= Richard Vangermeersch =

American economist

Richard G.J. Vangermeersch (born 1940) is an American economist, and Emeritus Professor of Accounting at the University of Rhode Island, particularly known for his History of Accounting: An International Encyclopedia, edited with Michael Chatfield.

== Biography ==
Born in Providence, Rhode Island, Vangermeersch attended the North Providence High School. He obtained his BA in accounting from Bryant University, his MA in accounting in 1964 from University of Rhode Island, and his PhD in accounting in 1970 from the University of Florida with a thesis on the history of economics, economic theory and management. Finally in 1978 he obtained his Certified Management Accountant (CMA).

Vangermeersch spend his academic career at the University of Rhode Island, where he started in 1970 as Associate Professor of Accounting. In 2004 he retired and became Emeritus Professor of Accounting. From 1979 to 1984 he was treasurer of the Academy of Accounting Historians, and in 1987 he was its president.

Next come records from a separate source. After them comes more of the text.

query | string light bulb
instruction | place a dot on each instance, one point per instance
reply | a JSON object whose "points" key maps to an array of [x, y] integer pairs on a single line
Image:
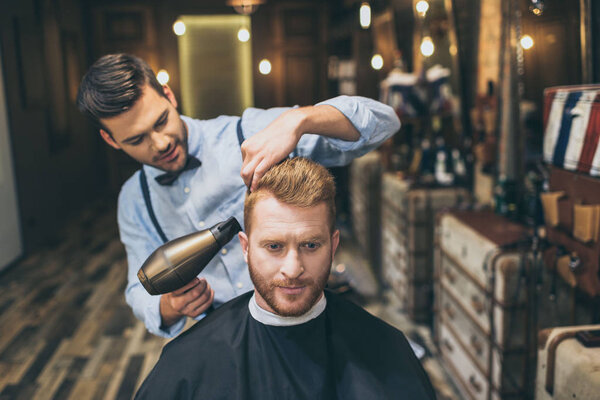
{"points": [[526, 42], [377, 62], [179, 27], [264, 66], [162, 77], [365, 15], [427, 47], [243, 35], [422, 7]]}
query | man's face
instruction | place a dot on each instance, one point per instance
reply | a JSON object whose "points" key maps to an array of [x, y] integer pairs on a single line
{"points": [[289, 253], [151, 131]]}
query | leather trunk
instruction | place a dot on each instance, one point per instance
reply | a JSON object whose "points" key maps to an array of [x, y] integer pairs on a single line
{"points": [[566, 369]]}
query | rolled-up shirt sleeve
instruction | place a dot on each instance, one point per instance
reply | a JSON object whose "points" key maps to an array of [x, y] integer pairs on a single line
{"points": [[374, 120], [140, 241]]}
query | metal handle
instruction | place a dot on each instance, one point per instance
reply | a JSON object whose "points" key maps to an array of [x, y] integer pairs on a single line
{"points": [[449, 311], [477, 305], [476, 385], [476, 345], [450, 275]]}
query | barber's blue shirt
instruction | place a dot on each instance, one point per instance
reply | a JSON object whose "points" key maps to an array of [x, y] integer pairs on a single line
{"points": [[215, 191]]}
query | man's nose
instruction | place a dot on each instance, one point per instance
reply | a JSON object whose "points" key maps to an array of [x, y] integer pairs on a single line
{"points": [[160, 141], [292, 265]]}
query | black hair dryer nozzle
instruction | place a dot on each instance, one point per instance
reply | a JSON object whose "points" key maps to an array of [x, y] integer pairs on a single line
{"points": [[175, 263]]}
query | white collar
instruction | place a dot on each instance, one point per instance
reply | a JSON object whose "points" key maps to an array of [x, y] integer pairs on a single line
{"points": [[268, 318]]}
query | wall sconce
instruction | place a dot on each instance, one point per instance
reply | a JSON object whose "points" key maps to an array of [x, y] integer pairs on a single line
{"points": [[537, 7], [422, 7], [365, 15], [245, 7], [264, 66], [526, 42], [427, 47], [162, 77], [377, 62], [179, 27], [243, 34]]}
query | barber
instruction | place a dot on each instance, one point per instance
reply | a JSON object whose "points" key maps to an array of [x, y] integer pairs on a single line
{"points": [[195, 172]]}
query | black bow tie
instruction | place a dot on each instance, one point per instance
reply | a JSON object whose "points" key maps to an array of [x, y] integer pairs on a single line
{"points": [[168, 178]]}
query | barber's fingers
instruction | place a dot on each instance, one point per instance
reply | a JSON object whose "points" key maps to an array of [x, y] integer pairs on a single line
{"points": [[201, 304], [259, 171], [194, 282], [249, 168]]}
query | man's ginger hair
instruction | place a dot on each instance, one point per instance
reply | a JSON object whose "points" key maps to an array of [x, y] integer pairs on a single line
{"points": [[297, 182]]}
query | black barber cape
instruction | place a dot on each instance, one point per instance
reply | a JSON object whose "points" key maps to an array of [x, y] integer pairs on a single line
{"points": [[344, 353]]}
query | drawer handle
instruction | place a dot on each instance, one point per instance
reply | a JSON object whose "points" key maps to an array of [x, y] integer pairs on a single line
{"points": [[476, 345], [451, 276], [476, 385], [449, 311], [477, 304], [448, 345]]}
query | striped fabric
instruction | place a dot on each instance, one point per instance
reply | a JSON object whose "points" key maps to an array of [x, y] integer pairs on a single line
{"points": [[572, 128]]}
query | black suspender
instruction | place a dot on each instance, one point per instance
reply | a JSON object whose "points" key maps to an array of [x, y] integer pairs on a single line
{"points": [[146, 190], [146, 193]]}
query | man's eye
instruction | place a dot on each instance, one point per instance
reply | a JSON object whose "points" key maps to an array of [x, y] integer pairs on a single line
{"points": [[161, 122], [136, 141]]}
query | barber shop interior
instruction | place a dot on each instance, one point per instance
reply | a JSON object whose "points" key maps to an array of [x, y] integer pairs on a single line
{"points": [[300, 199]]}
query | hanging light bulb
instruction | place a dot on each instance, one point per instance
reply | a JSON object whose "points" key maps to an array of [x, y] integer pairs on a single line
{"points": [[427, 47], [245, 7], [179, 27], [422, 7], [243, 35], [264, 66], [537, 7], [365, 15], [526, 42], [377, 62], [162, 77]]}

In 1988 he and Peter McMickle were awarded the Hourglass Award for their 1987 book, The Origins of a Great Profession.

==Selected publications==
- Vangermeersch, Richard GJ. Comments on accounting disclosures in the Baltimore and Ohio annual reports from 1828 through 1850. Academy of Accounting Historians, School of Business, Virginia Commonwealth University, 1979.
- Vangermeersch, Richard GJ. Financial reporting techniques in 20 industrial companies since 1861. University Presses of Florida, 1979.
- Vangermeersch, Richard GJ. Financial Accounting Milestones in the Annual Reports of United States Steel Corporation: The First Seven Decades. Garland Pub., 1986.
- Church, Alexander Hamilton, and Richard GJ Vangermeersch. The contributions of Alexander Hamilton Church to accounting and management. Garland, 1986.
- Chatfield, Michael, and Richard Vangermeersch, eds. The History of Accounting (RLE Accounting): An International Encyclopedia. Routledge, 1996/2014.
- Vangermeersch, Richard GJ, ed. The life and writings of Stuart Chase (1888-1985): from an accountant's perspective. Vol. 8. Elsevier, 2005.